Chutney, a fruit & spice relish, has its origins in Indian cuisine. The British, during their imperial phase, were rather taken by it. They consequently carried it with them in their travels popularizing chutney for people everywhere. As a condiment chutney was, for many years, most often associated strictly with spicy dishes and stronger cuts of meat. No more. Chutneys are used in every conceivable manner by daring, inventive cooks.
Incorporating a chutney into a seafood dish can be tricky. By design pretty much all chutneys carry a strong flavor. Any one of them can easily overpower rather than compliment. My rule of thumb is, if I am going for a light approach on the fish… say just a little lemon butter or such, I would eschew a chutney. If however, I am going to blacken or spice the exterior of the fish then game on for the chutney!
Fresh Pineapple – 1 Large, Chopped
Curry Powder – 3 Tbsp
Brown Sugar – 1 Cup
White Vinegar – 1 1/2 Cups
Fresh Ginger – 1/3 Cup
Orange Zest – From 1 Orange
Orange Juice – 1/2 Cup
Thai Chiles – 4 Seeded and Julianned
Fresh Garlic – 2 Tbsp Chopped
Red Onion – 1 Chopped Coarse
Raisins – 1/2 Cup
Oil – 3Tbsp Grapeseed oil
Tuna – 2 6oz. Pieces
Cajun Seasoning – Sprinkled On Fish To Cover
Dill – Sprinkled On Fish To Cover
White Pepper – 1Tsp
Here’s a look at most of the fixings for the chutney itself.
I a heated sauce pan, toast the curry powder and white pepper. Medium heat for a couple minutes. Keep the powder moving around to avoid burning.
Getting ready for the next step….
Add vinegar, orange juice, raisins and brown sugar to the toasted curry powder & white pepper. Bring to low boil and cook for 10- 15 minutes.
In a separate large sauce pan/pot heat the oil to just short of smoking, add the red onion and cook, stirring, on medium heat for 5 minutes.
When the red onion has turned translucent, add the garlic, Thai peppers and ginger. Cook an additional 2-3 minutes stirring frequently.
Add the pineapple and…..
the curry, white pepper, juice, vinegar mixture.

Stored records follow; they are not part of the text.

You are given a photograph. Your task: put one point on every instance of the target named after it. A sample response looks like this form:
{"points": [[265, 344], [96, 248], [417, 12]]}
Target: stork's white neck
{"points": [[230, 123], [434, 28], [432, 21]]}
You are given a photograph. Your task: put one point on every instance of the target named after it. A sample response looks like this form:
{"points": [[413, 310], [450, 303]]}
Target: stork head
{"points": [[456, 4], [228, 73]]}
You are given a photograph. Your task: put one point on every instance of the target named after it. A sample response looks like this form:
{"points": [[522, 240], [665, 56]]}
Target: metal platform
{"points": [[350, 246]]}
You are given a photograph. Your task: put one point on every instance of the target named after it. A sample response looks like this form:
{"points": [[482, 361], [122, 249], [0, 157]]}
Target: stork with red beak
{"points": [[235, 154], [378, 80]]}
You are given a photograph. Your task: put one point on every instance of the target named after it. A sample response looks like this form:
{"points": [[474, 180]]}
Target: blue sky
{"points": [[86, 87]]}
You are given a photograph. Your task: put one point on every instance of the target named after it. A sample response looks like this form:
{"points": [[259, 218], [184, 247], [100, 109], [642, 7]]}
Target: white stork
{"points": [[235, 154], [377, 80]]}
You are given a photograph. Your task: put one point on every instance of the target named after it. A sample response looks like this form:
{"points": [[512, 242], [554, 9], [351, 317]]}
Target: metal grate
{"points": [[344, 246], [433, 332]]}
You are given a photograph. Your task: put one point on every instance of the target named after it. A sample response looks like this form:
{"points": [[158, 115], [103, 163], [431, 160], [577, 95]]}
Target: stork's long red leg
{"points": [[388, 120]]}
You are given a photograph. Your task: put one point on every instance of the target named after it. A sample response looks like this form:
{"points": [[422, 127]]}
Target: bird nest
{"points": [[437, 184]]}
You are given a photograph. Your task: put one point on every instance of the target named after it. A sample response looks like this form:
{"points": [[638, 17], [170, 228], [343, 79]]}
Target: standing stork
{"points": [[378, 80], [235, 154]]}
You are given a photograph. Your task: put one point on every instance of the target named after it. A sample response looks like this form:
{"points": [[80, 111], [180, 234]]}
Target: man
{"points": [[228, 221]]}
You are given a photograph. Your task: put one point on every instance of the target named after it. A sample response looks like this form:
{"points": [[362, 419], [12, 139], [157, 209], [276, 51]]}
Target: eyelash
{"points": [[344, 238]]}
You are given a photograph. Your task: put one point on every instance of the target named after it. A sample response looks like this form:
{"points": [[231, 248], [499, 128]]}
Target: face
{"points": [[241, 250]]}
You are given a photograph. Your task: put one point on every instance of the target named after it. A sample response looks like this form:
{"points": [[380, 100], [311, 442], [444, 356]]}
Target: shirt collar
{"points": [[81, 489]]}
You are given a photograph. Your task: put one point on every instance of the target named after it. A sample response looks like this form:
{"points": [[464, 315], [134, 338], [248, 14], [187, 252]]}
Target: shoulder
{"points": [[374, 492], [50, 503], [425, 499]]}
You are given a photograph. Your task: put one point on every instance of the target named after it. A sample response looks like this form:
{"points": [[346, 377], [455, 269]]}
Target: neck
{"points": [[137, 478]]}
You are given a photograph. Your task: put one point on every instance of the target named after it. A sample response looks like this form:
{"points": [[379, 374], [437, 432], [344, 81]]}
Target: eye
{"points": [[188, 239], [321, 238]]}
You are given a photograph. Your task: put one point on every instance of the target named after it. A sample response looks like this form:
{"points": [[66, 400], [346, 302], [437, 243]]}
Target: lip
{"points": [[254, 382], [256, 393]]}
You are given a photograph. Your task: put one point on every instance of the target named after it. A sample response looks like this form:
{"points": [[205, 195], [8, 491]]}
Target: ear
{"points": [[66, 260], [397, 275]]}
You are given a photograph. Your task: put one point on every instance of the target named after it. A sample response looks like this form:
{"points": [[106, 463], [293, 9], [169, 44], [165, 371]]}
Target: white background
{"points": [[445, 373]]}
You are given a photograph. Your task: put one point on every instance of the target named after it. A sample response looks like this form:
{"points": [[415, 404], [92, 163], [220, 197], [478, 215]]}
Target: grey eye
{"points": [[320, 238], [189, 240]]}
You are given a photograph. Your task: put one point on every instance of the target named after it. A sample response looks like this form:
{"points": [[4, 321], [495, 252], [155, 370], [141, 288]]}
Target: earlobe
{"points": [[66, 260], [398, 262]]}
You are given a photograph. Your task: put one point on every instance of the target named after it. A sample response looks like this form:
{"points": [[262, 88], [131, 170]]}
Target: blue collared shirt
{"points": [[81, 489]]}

Cook the entire mixture for 30 minutes. Cool before serving.
The Tuna is pretty straight forward. Coat the fish with an appropriate amount of cajun seasoning and dill. You may substiture seasonings here as desired. The point is to give the chutney something to work against. Not too strong. Not to light.
Sear the tuna on both sides in a hot iron skillet. Remove from heat and serve immediately.
Plate the fish, chutney and sides up and enjoy.